The book was 25 years in the making. Back in the mid 90s I made a career shift from advertising to design. I built my design practice from scratch, making handmade paper and lighting accessories from agricultural and other waste material around Bangalore. The practice grew and today goes by the name of Oorjaa Design, (www.oorjaa.in). 

Oorjaa has become a formidable presence in the sustainable lighting space. However, growing the practice, using only waste as raw material, refining processes and packaging with lighter footprints, through the last 25 years, taught me a great deal about circularity, systems and regeneration on this amazing planet we inhabit.

 “The more clearly we can focus our attention on the wonders and realities of the universe about us, the less taste we shall have for its destruction,” said Rachel Carson, and that thought pretty much underlined my journey as a designer as I began to explore the circularity of the planet’s amazing systems. But it also raised a lot of questions in my mind, specially about our linear economy and waste. My interest in waste also led me to TAICT, (www.taict.org), a waste management NGO, the co-producers of this book.

The climate crisis is the greatest challenge humanity has ever faced. This is a refrain most of us have probably read or heard over and over again in the last few years. Yet, how have we, as a civilization really engaged with this challenge?

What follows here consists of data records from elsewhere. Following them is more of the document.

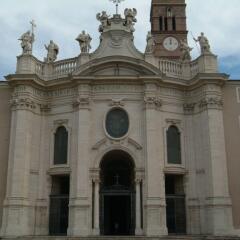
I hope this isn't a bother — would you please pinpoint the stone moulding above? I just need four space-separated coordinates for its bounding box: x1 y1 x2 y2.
199 97 223 110
144 96 162 110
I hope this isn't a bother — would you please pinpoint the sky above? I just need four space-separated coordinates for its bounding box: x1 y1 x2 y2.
0 0 239 80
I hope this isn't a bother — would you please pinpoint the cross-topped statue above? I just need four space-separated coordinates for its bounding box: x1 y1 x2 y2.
30 20 36 35
110 0 125 15
19 20 36 55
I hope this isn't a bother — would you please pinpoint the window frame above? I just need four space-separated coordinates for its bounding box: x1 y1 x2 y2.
164 119 185 169
50 120 71 168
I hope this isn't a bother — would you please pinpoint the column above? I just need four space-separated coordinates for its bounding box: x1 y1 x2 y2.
93 179 100 235
135 178 142 235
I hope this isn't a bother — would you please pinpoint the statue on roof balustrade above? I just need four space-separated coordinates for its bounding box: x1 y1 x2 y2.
76 30 92 53
194 32 212 55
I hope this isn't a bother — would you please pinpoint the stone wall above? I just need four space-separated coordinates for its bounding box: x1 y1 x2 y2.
0 82 11 227
223 81 240 232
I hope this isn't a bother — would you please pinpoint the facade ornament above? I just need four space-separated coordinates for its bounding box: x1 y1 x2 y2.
199 97 223 110
124 8 137 32
183 103 196 114
40 104 51 112
194 32 212 55
73 97 90 109
96 11 110 32
145 31 155 54
76 31 92 53
109 99 124 107
180 39 193 61
166 118 181 126
10 98 36 110
144 96 162 110
44 40 59 63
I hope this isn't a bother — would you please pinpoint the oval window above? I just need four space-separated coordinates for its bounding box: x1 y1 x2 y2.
105 108 129 138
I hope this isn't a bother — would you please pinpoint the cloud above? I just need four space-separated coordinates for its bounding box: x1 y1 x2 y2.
0 0 239 79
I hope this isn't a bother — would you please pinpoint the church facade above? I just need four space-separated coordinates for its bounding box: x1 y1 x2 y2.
0 0 240 238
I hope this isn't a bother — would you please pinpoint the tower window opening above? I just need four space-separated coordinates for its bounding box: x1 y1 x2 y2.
159 16 163 31
172 16 176 31
164 17 168 31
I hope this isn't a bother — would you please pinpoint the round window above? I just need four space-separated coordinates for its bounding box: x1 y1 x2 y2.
105 108 129 139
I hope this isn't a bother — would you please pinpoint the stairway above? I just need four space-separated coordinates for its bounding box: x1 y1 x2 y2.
1 236 239 240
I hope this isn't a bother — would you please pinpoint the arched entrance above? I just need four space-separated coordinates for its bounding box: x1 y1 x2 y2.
100 150 135 235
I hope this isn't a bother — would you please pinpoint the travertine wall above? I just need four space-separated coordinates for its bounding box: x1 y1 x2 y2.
0 82 11 227
223 81 240 230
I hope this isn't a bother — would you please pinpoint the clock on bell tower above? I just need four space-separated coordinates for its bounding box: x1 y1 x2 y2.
150 0 188 59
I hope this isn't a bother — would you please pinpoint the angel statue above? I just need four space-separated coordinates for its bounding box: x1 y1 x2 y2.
44 40 59 63
18 20 36 55
96 11 110 32
76 30 92 53
194 32 212 55
145 31 155 54
180 39 193 61
124 8 137 32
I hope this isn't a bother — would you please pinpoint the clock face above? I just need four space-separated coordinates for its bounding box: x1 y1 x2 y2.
163 37 179 51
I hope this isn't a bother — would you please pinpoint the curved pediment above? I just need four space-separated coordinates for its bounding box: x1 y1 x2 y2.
72 56 162 77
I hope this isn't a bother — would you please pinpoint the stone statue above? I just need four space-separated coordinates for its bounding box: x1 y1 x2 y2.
180 39 193 61
96 11 110 32
145 31 155 53
18 20 36 55
194 32 211 54
124 8 137 32
44 40 59 63
18 30 35 55
76 30 92 53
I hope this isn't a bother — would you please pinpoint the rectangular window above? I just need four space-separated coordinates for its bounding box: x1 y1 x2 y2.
236 87 240 103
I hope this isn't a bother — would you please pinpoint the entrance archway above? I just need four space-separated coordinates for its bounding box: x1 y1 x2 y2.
100 150 135 235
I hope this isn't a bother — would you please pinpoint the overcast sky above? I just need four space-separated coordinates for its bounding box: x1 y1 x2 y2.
0 0 239 79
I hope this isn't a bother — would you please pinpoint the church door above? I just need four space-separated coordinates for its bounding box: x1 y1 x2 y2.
99 150 135 235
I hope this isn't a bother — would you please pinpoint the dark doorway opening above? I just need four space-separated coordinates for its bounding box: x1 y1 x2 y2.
49 175 69 236
104 195 131 235
100 150 135 235
165 174 186 235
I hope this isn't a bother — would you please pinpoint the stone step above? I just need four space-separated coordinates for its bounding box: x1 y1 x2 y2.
1 236 239 240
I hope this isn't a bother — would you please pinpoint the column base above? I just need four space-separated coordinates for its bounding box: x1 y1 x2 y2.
145 199 168 236
1 199 34 237
92 228 100 235
135 228 143 235
205 197 235 236
68 199 90 236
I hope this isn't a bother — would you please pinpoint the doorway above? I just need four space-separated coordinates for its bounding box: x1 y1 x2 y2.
100 150 135 235
49 175 69 236
165 174 186 234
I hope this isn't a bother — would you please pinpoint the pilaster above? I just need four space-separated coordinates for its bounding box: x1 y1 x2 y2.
143 82 167 236
1 95 36 237
68 83 91 236
199 84 234 235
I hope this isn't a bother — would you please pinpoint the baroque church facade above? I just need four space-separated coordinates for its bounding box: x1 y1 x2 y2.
0 0 240 238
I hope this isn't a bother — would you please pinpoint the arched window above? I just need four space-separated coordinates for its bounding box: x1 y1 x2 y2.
167 126 181 164
54 126 68 165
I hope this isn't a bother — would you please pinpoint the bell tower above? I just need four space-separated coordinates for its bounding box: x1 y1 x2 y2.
150 0 188 59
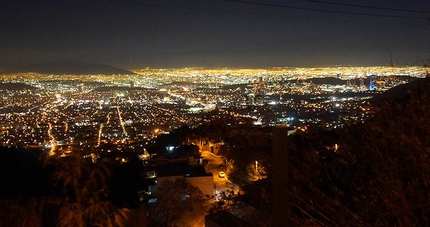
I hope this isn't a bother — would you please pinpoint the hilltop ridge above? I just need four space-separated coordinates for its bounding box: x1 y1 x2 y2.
2 62 135 75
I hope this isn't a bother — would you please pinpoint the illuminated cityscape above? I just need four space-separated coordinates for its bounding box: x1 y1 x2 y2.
2 0 430 225
0 66 427 153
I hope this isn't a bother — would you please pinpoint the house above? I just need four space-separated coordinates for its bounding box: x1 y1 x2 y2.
155 161 214 197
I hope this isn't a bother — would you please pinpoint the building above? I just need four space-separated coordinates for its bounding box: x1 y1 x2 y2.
155 161 214 197
367 75 376 90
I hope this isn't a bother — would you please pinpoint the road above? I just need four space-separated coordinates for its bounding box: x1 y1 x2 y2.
201 151 240 200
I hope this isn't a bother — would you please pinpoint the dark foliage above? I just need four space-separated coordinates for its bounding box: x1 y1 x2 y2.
151 178 207 226
221 125 273 185
109 155 145 209
0 147 48 198
285 77 430 226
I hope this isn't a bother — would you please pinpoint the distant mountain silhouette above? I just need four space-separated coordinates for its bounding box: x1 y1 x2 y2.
5 62 135 75
95 86 155 91
304 77 345 85
0 62 17 74
0 83 37 90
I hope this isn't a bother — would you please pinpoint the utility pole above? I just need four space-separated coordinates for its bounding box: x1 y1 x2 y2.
272 125 289 226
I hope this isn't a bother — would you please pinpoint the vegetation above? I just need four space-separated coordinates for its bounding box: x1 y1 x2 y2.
210 77 430 226
40 151 130 227
152 178 209 227
286 78 430 226
220 126 272 185
0 197 41 227
1 77 430 226
0 148 139 226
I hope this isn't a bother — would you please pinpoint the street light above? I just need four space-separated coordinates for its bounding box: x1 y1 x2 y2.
255 160 258 178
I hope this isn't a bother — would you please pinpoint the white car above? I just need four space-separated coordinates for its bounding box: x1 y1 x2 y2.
218 171 225 178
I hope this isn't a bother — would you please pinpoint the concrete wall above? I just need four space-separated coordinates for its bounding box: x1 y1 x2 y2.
186 175 214 197
157 175 214 197
157 175 183 188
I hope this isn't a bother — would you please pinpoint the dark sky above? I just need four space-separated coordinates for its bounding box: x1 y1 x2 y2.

Apart from a small fragment of society, scattered all over the world, most of us have either denied or ignored the warning signs or found acceptable ways and methods to continue with business as usual within the paradigm of our extractive “economosphere”, without addressing systemic problems. Why? I have come to believe that it is because, as a society, we have completely distanced ourselves from nature’s systems and today most of us have very little understanding of it.

Kids learning how to recycle trash

It really starts with our school education. The education most of us receive, gives us the science but veers us away from really understanding this wonderful planet we all inhabit. We acquire many other skills and heaps of information, but not the wisdom to respect or align with the planet’s ability to create and regenerate. In fact, our education mainly equips us to use our knowledge to utilize the planet as a boundless resource. As a consequence, most of us have no qualm or conscience about trashing it. The book -The Magical Everything – I hope, makes a small contribution to address that lacuna.

In the book, Ila is sent on a quest to find the Magical Everything, that she is told, is what connects all life on planet Earth.  “Where do I even begin?” She asks the astronaut Ramanujam, who she finds herself with, in a space ship deep in space.

“By understanding,” he answers. “Understanding eventually leads us to doing the right thing” and with those words he sends her off, tumbling through space, towards Earth.